Do not underestimate

in In the previous article of this two-part series, I outlined the many negative health effects of childhood obesity. For the second part, we’ll turn our attention to the other side of the spectrum – children who are underweight.

The term “stunted growth” is used to describe children who do not grow at the rate expected for children of the same age and sex. The World Health Organization (WHO) has standardized the definition of faltering growth as two standard deviations (z-score from βˆ’2 to -3) below mean age and sex.

While we know Malaysia holds the title of the fattest country in Southeast Asia, the 2018 Global Nutrition Report also ranks us as the worst in ASEAN in terms of nutrition. The criteria of interest were a certain proportion of the population with stunted and anemic women of reproductive age and obesity. In ASEAN, Malaysia is the only country reported to meet all three of the above “burdens”.

Local statistics estimate that in 2018, nearly 20% of our Malaysian children, or about 500,000 children, are experiencing faltering growth.

It has long been shown that poor growth is closely related to long-term deficits in cognitive functioning and academic performance. The child’s development is delayed and the child cannot achieve his expected educational potential in school.

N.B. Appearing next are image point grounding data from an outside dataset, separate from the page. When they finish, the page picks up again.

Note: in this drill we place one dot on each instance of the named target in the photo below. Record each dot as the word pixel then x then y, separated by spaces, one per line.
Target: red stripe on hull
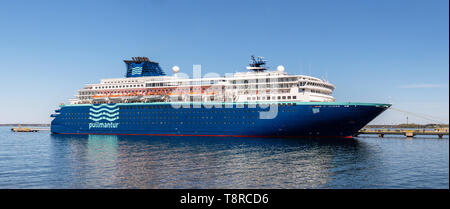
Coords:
pixel 347 137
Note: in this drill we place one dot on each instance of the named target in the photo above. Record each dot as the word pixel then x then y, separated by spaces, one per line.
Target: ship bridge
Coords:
pixel 142 66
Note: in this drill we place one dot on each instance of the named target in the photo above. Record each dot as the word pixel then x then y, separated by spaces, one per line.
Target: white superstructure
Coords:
pixel 258 84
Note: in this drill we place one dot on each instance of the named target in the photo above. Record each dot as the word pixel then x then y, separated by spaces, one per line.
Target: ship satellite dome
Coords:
pixel 280 68
pixel 176 69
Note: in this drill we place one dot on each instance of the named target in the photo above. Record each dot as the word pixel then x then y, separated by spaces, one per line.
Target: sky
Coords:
pixel 386 51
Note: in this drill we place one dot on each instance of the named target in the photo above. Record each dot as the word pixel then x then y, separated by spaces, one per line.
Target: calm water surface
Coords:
pixel 42 160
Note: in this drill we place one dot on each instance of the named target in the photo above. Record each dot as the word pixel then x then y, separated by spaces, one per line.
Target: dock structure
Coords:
pixel 20 129
pixel 409 133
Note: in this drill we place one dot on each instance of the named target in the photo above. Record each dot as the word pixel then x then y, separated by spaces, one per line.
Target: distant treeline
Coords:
pixel 410 125
pixel 26 124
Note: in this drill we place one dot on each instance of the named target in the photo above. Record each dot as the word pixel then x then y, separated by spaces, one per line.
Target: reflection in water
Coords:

Oftentimes, psychosocial problems that contribute to faltering development, including poverty and resulting from a broken family, play a role in further limiting a child’s abilities.

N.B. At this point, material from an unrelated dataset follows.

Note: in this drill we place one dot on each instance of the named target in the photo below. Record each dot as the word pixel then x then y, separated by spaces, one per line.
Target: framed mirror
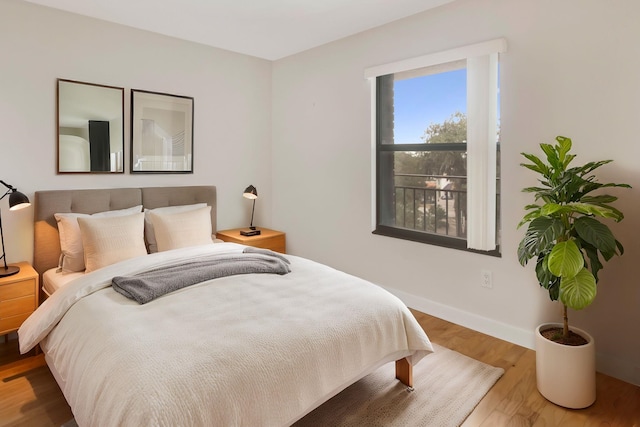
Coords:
pixel 90 128
pixel 161 132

Paradoxically, early growth stunting in low-income populations also presents a risk of later obesity due to improper nutrition resulting in a doubling of the burden of undernutrition and then obesity. A possible explanation is that the troubled family may choose a diet that is primarily high in carbohydrates and lacks other necessary nutrients due to the high cost of living.

80% of faltering growth cases are due to inadequate intake. This may be environmental (due to poverty), social (poor knowledge of proper diet, inadequate milk dilution, child neglect, etc.), or related to feeding difficulties (medical conditions such as cerebral palsy, cleft palate, etc.).

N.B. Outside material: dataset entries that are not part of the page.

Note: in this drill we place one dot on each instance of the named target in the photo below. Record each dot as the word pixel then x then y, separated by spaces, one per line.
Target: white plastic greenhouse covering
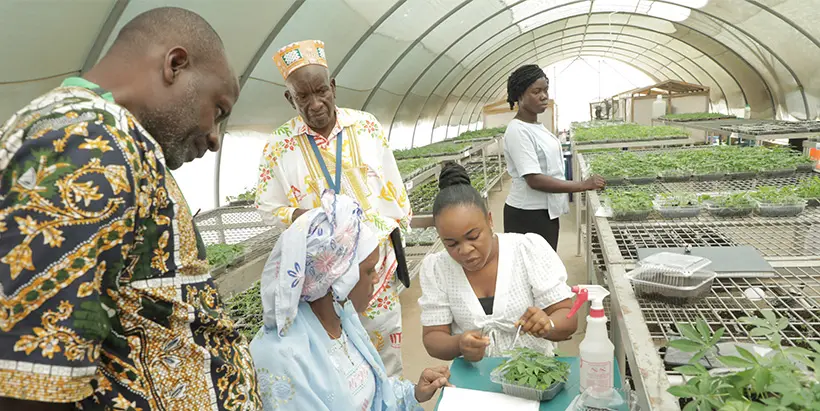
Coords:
pixel 425 68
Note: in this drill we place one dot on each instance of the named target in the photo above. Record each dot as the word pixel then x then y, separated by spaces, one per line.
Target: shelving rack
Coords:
pixel 641 328
pixel 719 127
pixel 577 171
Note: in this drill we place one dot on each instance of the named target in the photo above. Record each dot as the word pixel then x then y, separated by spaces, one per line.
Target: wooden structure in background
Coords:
pixel 635 106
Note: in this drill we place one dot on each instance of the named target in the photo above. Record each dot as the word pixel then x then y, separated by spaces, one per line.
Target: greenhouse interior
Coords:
pixel 702 117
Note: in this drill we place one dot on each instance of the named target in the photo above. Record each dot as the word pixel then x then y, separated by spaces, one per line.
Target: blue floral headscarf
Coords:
pixel 320 252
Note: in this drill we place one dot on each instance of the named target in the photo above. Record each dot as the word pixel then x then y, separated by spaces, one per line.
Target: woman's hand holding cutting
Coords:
pixel 473 345
pixel 535 322
pixel 430 381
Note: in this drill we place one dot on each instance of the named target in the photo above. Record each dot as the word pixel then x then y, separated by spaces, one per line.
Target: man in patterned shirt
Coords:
pixel 105 297
pixel 302 159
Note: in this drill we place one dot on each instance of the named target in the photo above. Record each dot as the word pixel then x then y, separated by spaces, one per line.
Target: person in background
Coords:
pixel 344 150
pixel 535 161
pixel 313 352
pixel 106 298
pixel 477 292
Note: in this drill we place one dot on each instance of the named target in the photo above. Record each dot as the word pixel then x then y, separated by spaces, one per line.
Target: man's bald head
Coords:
pixel 168 67
pixel 170 26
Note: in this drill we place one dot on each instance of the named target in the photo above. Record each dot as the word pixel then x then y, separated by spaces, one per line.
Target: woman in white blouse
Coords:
pixel 476 293
pixel 535 161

The remaining 20% ​​is due to increased calorie demand (eg in children after major surgery or chronic disease) and ineffective use of calories (eg due to chronic diarrhea/vomiting, children with diabetes etc.). This list is not exhaustive and there are actually many potential medical causes for stunted growth.

In identifying faltering growth, early identification is best. During the first two years of life, all children have scheduled visits to health care facilities for vaccinations, during which time routine measurements of weight, height and head circumference are taken. More than just the absolute number of measurements, the trend of the parameters must also be taken into account. After the age of 2 years, an annual clinic visit is recommended to measure growth until at least 5 years of age.

Early recognition and early steps in managing faltering growth work wonders in allowing a child to grow up healthily and reach their fullest potential.

Dr. Yip is a pediatrician attached to KPJ Sentosa KL. Through his articles, he aims to help raise public awareness of common issues related to children’s health.